The VFF Farmers Fund – which Coles kickstarted with a $1 million contribution from its Nurture Fund – is undeniably a worthy cause, but it does nothing to address the $1 per litre supermarket trend that has lowered milk prices for farmers.

After dairy co-operative Murray Goulburn retrospectively lowered its milk prices to farmers, and rival Fonterra followed suit, an increasing number of shoppers have sought out branded milk in protest against supermarket private labels.

Dairy Australia trade and industry strategy group manager Charlie McElhone told AAP these consumer-led boycotts have hit Coles and Woolworths, with their private labels’ market share dropping from 65 per cent to around 50 per cent.

VFF president David Jochinke said private label milk still holds a significant share of the market and hopefully the new Farmers Fund milk could claw some of that back to farmers.

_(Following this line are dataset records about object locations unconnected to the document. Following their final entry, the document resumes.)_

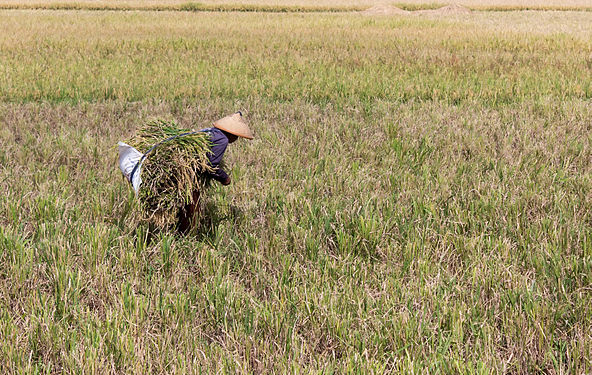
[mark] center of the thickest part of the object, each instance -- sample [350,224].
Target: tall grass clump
[172,171]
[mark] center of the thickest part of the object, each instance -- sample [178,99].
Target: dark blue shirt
[219,144]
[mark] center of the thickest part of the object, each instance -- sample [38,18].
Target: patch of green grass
[417,197]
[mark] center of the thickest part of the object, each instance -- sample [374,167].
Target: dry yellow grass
[418,197]
[282,4]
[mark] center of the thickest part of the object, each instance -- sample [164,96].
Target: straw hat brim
[234,124]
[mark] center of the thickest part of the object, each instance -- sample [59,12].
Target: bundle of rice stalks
[171,171]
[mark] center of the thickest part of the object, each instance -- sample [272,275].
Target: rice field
[417,198]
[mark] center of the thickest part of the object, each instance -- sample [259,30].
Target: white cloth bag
[129,157]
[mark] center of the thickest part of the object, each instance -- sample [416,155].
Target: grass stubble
[417,198]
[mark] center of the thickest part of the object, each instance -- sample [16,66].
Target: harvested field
[417,198]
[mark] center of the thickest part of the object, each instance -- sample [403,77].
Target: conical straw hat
[234,124]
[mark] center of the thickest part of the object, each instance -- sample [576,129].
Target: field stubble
[417,198]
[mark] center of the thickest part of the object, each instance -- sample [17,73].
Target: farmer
[225,131]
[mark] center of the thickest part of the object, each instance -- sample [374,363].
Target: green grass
[417,198]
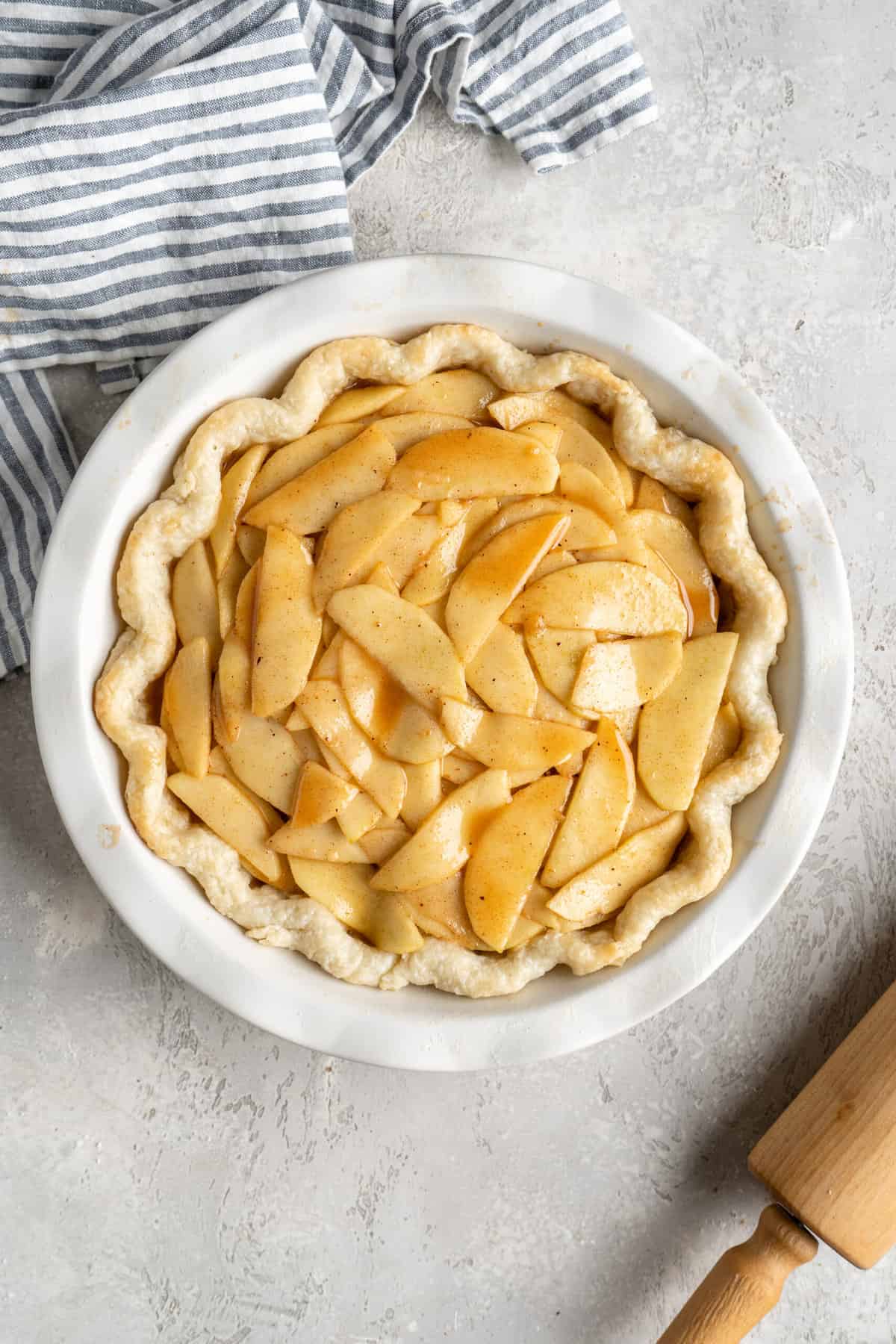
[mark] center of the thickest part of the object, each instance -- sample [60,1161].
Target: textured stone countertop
[169,1172]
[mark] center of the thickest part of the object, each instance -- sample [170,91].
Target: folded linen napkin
[163,161]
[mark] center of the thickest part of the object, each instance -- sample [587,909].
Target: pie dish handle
[744,1284]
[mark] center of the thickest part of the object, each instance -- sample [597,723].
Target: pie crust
[187,511]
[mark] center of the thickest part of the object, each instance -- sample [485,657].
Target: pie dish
[255,349]
[508,843]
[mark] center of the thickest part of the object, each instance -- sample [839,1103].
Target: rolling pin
[830,1164]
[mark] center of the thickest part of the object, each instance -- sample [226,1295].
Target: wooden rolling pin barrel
[830,1163]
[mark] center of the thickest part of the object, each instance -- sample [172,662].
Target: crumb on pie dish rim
[667,455]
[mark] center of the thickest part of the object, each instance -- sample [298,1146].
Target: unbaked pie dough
[448,665]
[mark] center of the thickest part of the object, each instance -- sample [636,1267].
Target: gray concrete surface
[168,1172]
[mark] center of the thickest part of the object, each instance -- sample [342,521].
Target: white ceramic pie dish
[252,351]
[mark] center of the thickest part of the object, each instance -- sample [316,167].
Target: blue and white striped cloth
[161,161]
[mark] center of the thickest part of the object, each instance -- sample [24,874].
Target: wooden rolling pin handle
[744,1284]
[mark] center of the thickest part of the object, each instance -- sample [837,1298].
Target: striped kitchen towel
[163,161]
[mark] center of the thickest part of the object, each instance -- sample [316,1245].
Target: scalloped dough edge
[187,510]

“We’re encouraging anyone who is buying home brand milk to consider investing in this fund,” Mr Jochinke told the ABC.

“We think supporting branded milk is a good thing, but for people buying home brand milk, this is an opportunity to get them involved.”

VFF chief executive Graeme Ford did his best to promote the Farmers Fund milk, while also supporting the purchase of branded milk, on Network Ten’s The Project on Wednesday night.

Watch it here:

Farmers from southeastern Australia can apply to the Farmers Fund for $20,000 for on-farm work including upgrades, consultants or plans to increase productivity.

The first round of applications closes on September 30.

After Murray Goulburn cut the amount it paid farmers for their milk, many were left to pay back the difference to the company.

The company cut the price after its predictions the milk market would recover from a global glut failed to materialise.

Its predicted price paid to farmers of $6.05 per kilogram in July 2015 fell to between $4.75-$5.00 a kilogram in April 2016.